Heterogeneous access to technologies!

It identifies five types of risk: cybernetic, health, regulatory, market, natural disaster. Each risk has three components: the threat (human or a hazard), vulnerability, impact. At the level of banks, cybernetic risks are major, he confirms. The threats of intrusion are very high in the financial sector, especially with the recent rise in teleworking.

This tool has allowed banks to “save the furniture” but it has security implications. Especially since banking systems are required to develop interfaces with other products, such as in mobile banking.

Exposure to technological risk is a dimension that needs to be taken more into account in future business continuity plans. Africa is not ahead on this point, but it is not inert; several initiatives adequately address systems security. While banks are gradually adopting the strictest security standards. As of December 31, 2020, most banks will be up to Swift technology standards, in particular.

Souleyma Diaw confirms: technology allows almost everything! The legislative framework must still follow. We must obtain an internationalization of legal frameworks, define bridges between the various laws. There are initiatives in West Africa, but they are still disparate. Senegal is rather well placed. The country amends its 2008 law; a new text should provide a better legal framework for data protection, artificial intelligence, and the use of the “Cloud”.

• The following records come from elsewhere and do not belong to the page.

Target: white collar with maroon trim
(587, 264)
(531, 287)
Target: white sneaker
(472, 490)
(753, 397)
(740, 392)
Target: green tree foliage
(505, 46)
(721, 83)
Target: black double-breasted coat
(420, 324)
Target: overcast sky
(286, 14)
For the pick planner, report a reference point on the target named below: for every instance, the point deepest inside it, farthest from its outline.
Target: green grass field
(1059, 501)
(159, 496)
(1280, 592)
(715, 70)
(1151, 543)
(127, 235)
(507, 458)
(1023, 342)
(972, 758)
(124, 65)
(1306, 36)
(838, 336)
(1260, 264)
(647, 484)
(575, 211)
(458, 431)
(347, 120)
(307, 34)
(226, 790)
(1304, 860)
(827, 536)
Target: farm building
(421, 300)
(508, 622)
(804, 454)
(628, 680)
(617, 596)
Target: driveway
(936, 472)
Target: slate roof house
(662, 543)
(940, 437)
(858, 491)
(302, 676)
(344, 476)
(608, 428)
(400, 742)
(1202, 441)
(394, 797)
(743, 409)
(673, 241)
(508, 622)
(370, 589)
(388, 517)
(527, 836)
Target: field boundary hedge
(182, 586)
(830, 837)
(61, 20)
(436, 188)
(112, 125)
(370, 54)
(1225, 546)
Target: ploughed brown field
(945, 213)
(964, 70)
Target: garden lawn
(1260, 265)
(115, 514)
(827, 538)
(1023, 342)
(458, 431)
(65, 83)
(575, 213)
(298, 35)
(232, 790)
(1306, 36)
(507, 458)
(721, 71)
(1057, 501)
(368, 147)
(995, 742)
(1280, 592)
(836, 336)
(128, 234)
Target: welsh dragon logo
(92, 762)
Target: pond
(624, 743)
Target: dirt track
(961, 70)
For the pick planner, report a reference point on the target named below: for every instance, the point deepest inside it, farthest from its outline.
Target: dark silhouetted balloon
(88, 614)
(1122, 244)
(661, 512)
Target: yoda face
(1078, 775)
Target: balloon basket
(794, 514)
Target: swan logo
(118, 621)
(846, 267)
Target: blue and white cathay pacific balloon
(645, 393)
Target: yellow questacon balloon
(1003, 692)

Users should know whether the data they communicate is stored in the West African space or not. It is certain, we will have to change, very quickly, our habits in the financial world. Which is not so easy, as the clienteles live in different decades!

Some are discovering the digital world, others are fully digital, others remain analog. All this in the same country … However, we do not offer the same product to a customer who has limited access to the Internet than to the one who has just acquired 5G.

Youth aware of technology!

Ibrahima Magassouba considers that the African initiatives are rather reassuring. In West Africa, we are coming to a single payment system. In this context, the security aspect is very relevant. Across Africa, there are also initiatives for a single payments system, the African Union is discussing. The financial arm of the Free Trade Area is becoming a reality; the structure will hold the shock, safe side. Interbank organizations are very efficient.

A gray area remains in “open banking”, which allows non-banking organizations to have sensitive data. It becomes necessary to define a precise regulatory framework. Who will need to be agile enough to adapt to a rapidly changing financial world.

Mounir Soussi (Dell Technologies) believes Africa has incredible resources, and one should be optimistic. Young people have a strong capacity for adaptation, it is from the youth that the answers will come to the problems of connection, of differentiated technologies, which we still meet on the continent.

An opinion shared by Souleyma Diaw who expects “a technological leap” to generalize the use of new tools in the population, including among the not so young.